The Global Wellness Summit has been a fixed point in my year since 2006. Nineteen years of watching an industry evolve.
From a collection of spa professionals talking quietly about things the mainstream hadn't yet noticed, to a gathering that now includes scientists, economists, architects, tech founders, and governments trying to understand what happens when health becomes the organising principle of daily life. Dubai in November 2025 was the first time I co-chaired it. That was a different kind of experience.
The theme that dominated both the formal sessions and the conversations in the margins was one that has been building for several years: the convergence of clinical medicine and wellness. Longevity clinics embedded in hotels. Wearable diagnostics being adopted at scale. GLP-1 and its implications for the food, fitness and hospitality industries simultaneously. The question of what distinguishes treating disease from building health — and whether the same organisation can credibly do both.
This convergence is real, and it is moving faster than most organisations are equipped to navigate. The gap between what is scientifically available and what is actually being delivered in most wellness environments is wide and growing. The most interesting people I spoke with in Dubai were wrestling with that gap in concrete terms — not as a positioning question, but as an operational one. What does a medical director in a wellness setting actually do on a Tuesday? Who is liable when a biohacking protocol interacts badly with a pre-existing condition? How do you build a team that spans physician and practitioner without losing the rigour of either?
These are not comfortable questions. The Summit is at its best when it is asking them anyway.
The talk I gave in Dubai was on what I have been calling Pleasure Health — the argument that pleasure is not the opposite of serious wellness, but one of its most important biological levers. The nervous system of the person sitting in front of you is not persuaded by excellent science. It is persuaded by experience. An industry that has aligned itself primarily with discipline and self-improvement has systematically underinvested in the dimension most likely to produce lasting behaviour change.
The response was interesting. The room understood it immediately — the concept is not new to practitioners who have watched dropout rates stay stubbornly flat for decades despite significant investment in clinical sophistication. The more revealing conversations happened afterwards, where several senior industry figures told me quietly that they had been thinking about something similar for years, but had been hesitant to say it in a room full of scientists.
That hesitancy is worth examining. The wellness industry has spent a generation earning scientific credibility. The attempt has been necessary and substantially successful.

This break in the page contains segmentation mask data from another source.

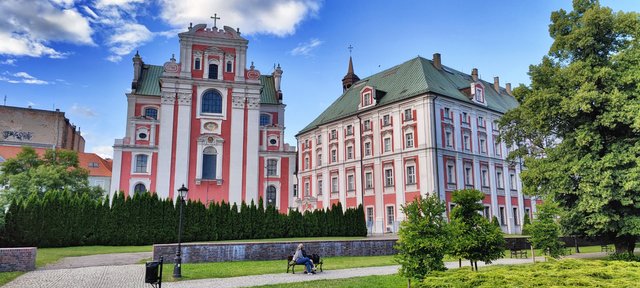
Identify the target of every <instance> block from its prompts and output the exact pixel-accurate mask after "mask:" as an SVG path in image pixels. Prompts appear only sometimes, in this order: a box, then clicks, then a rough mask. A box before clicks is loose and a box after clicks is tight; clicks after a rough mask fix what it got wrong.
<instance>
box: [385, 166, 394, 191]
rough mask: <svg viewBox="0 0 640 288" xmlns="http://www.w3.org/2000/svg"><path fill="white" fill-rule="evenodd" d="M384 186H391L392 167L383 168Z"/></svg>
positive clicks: (391, 179)
mask: <svg viewBox="0 0 640 288" xmlns="http://www.w3.org/2000/svg"><path fill="white" fill-rule="evenodd" d="M384 186H387V187H391V186H393V169H391V168H388V169H385V170H384Z"/></svg>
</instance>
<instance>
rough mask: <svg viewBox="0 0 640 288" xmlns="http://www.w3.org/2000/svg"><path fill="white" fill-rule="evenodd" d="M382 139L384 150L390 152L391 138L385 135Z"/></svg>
mask: <svg viewBox="0 0 640 288" xmlns="http://www.w3.org/2000/svg"><path fill="white" fill-rule="evenodd" d="M383 141H384V152H391V138H390V137H385V138H384V140H383Z"/></svg>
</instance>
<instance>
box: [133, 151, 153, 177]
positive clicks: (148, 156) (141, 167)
mask: <svg viewBox="0 0 640 288" xmlns="http://www.w3.org/2000/svg"><path fill="white" fill-rule="evenodd" d="M148 159H149V156H147V155H145V154H138V155H136V167H135V170H134V173H147V161H148Z"/></svg>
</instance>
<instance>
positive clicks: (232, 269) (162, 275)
mask: <svg viewBox="0 0 640 288" xmlns="http://www.w3.org/2000/svg"><path fill="white" fill-rule="evenodd" d="M322 261H323V262H324V265H323V269H324V270H335V269H347V268H356V267H373V266H387V265H397V263H395V262H394V261H393V256H365V257H326V258H323V259H322ZM173 266H174V265H173V264H165V265H163V269H162V279H163V280H164V281H173V280H174V279H173ZM297 268H298V269H297V271H299V272H300V273H301V272H302V271H303V268H301V267H297ZM286 271H287V261H286V260H269V261H238V262H213V263H186V264H182V280H193V279H204V278H227V277H236V276H247V275H260V274H275V273H284V272H286Z"/></svg>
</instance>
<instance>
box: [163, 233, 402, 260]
mask: <svg viewBox="0 0 640 288" xmlns="http://www.w3.org/2000/svg"><path fill="white" fill-rule="evenodd" d="M396 241H397V239H380V240H368V239H366V240H349V241H347V240H345V241H304V242H270V243H237V242H236V243H201V244H191V243H190V244H184V245H182V249H181V254H182V263H196V262H223V261H246V260H282V259H286V258H287V256H288V255H292V254H293V253H294V252H295V250H296V247H297V246H298V244H300V243H303V244H304V246H305V251H307V253H309V254H311V253H316V254H319V255H320V256H321V257H331V256H378V255H394V254H396V250H395V249H393V245H395V243H396ZM176 248H177V244H156V245H153V259H154V260H158V259H160V256H164V261H165V262H170V263H173V262H174V257H175V254H176Z"/></svg>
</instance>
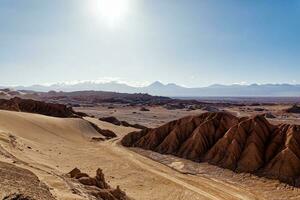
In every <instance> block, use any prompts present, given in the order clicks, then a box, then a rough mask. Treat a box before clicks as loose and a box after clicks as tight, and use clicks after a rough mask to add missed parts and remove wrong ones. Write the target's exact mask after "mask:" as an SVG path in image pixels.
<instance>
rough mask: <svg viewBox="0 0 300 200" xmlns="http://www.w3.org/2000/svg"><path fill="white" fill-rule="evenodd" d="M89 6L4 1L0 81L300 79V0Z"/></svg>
mask: <svg viewBox="0 0 300 200" xmlns="http://www.w3.org/2000/svg"><path fill="white" fill-rule="evenodd" d="M95 1H96V0H84V1H82V0H63V1H62V0H43V1H41V0H26V1H21V0H0V80H1V81H0V85H31V84H37V83H55V82H64V81H75V80H101V79H103V78H105V79H113V80H115V79H118V80H123V81H127V82H131V83H139V84H143V83H150V82H153V81H155V80H160V81H162V82H164V83H169V82H173V83H177V84H180V85H185V86H206V85H210V84H215V83H221V84H232V83H300V78H299V77H300V76H299V75H300V1H297V0H289V1H283V0H265V1H261V0H245V1H241V0H222V1H220V0H210V1H207V0H186V1H183V0H151V1H150V0H123V1H126V6H127V7H126V9H127V10H126V13H122V14H120V16H118V19H117V20H116V22H114V24H113V25H112V24H111V23H110V21H109V19H108V17H107V16H104V15H102V14H101V12H105V11H103V9H99V10H96V11H97V13H96V14H95V10H93V11H91V10H92V9H91V8H94V7H95V6H93V4H95ZM99 1H107V0H99ZM116 1H120V0H116ZM121 1H122V0H121ZM116 3H117V2H116ZM109 9H112V11H111V12H115V8H113V7H112V8H111V7H109ZM105 13H106V12H105ZM108 15H109V13H108Z"/></svg>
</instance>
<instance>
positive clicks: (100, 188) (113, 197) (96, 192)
mask: <svg viewBox="0 0 300 200" xmlns="http://www.w3.org/2000/svg"><path fill="white" fill-rule="evenodd" d="M68 175H69V176H70V178H73V179H75V180H77V181H78V182H79V183H81V184H82V185H84V186H85V189H86V190H87V192H88V194H90V195H92V196H93V197H95V198H96V199H99V200H130V198H129V197H128V196H127V195H126V193H125V192H123V191H122V190H121V189H120V187H119V186H117V188H116V189H113V188H111V186H110V185H108V183H107V182H106V180H105V178H104V174H103V172H102V169H100V168H99V169H97V171H96V176H95V177H90V176H89V175H88V174H86V173H82V172H81V171H80V170H79V169H77V168H75V169H73V170H72V171H71V172H69V173H68Z"/></svg>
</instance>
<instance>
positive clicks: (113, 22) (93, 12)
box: [90, 0, 131, 26]
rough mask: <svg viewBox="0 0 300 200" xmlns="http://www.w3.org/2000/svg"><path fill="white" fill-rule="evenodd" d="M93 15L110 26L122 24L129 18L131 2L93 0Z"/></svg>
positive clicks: (91, 9)
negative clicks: (129, 12)
mask: <svg viewBox="0 0 300 200" xmlns="http://www.w3.org/2000/svg"><path fill="white" fill-rule="evenodd" d="M90 2H91V4H90V9H91V14H92V15H93V16H94V17H96V18H97V19H99V20H101V21H103V22H105V23H107V24H108V25H109V26H116V25H118V24H120V23H121V22H122V21H123V20H124V19H125V18H126V16H127V14H128V12H129V9H130V3H131V0H91V1H90Z"/></svg>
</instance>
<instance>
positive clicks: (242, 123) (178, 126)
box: [122, 112, 300, 186]
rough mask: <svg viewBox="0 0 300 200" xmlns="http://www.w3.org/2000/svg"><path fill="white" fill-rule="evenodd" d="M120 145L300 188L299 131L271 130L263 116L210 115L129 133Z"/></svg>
mask: <svg viewBox="0 0 300 200" xmlns="http://www.w3.org/2000/svg"><path fill="white" fill-rule="evenodd" d="M122 144H123V145H124V146H127V147H139V148H143V149H147V150H152V151H156V152H159V153H162V154H172V155H176V156H178V157H181V158H186V159H189V160H193V161H197V162H208V163H210V164H213V165H217V166H220V167H223V168H227V169H230V170H233V171H235V172H245V173H252V174H256V175H259V176H264V177H268V178H273V179H278V180H280V181H282V182H286V183H288V184H291V185H294V186H300V125H288V124H281V125H277V126H275V125H272V124H270V123H269V122H268V121H267V120H266V119H265V118H264V117H263V116H255V117H250V118H245V117H244V118H237V117H235V116H233V115H231V114H229V113H225V112H216V113H210V112H208V113H204V114H201V115H198V116H191V117H185V118H182V119H179V120H176V121H172V122H169V123H167V124H165V125H163V126H161V127H158V128H155V129H145V130H142V131H139V132H133V133H129V134H128V135H127V136H125V137H124V138H123V139H122Z"/></svg>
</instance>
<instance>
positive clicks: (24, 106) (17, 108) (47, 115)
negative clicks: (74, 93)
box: [0, 97, 86, 117]
mask: <svg viewBox="0 0 300 200" xmlns="http://www.w3.org/2000/svg"><path fill="white" fill-rule="evenodd" d="M0 109H1V110H10V111H19V112H29V113H37V114H43V115H47V116H53V117H80V116H86V115H85V114H84V113H79V112H75V111H74V110H73V109H72V108H71V107H68V106H66V105H63V104H55V103H46V102H42V101H35V100H31V99H21V98H19V97H14V98H12V99H8V100H7V99H0Z"/></svg>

But it has created a culture within the field that treats the felt experience of the person — their pleasure, their sense of meaning, their inner life — as somehow less serious than their biomarkers. The science does not support this distinction. Neither does thirty years of watching people try to change how they live.
What I took from Dubai is that the field is genuinely at an inflection point. The science is excellent, the infrastructure is building, and the question the industry is beginning to ask — what does it actually take for a person to want to live differently, and to keep choosing it? — is finally the right one.
The answers are still arriving. It was worth co-chairing a summit to be part of the conversation.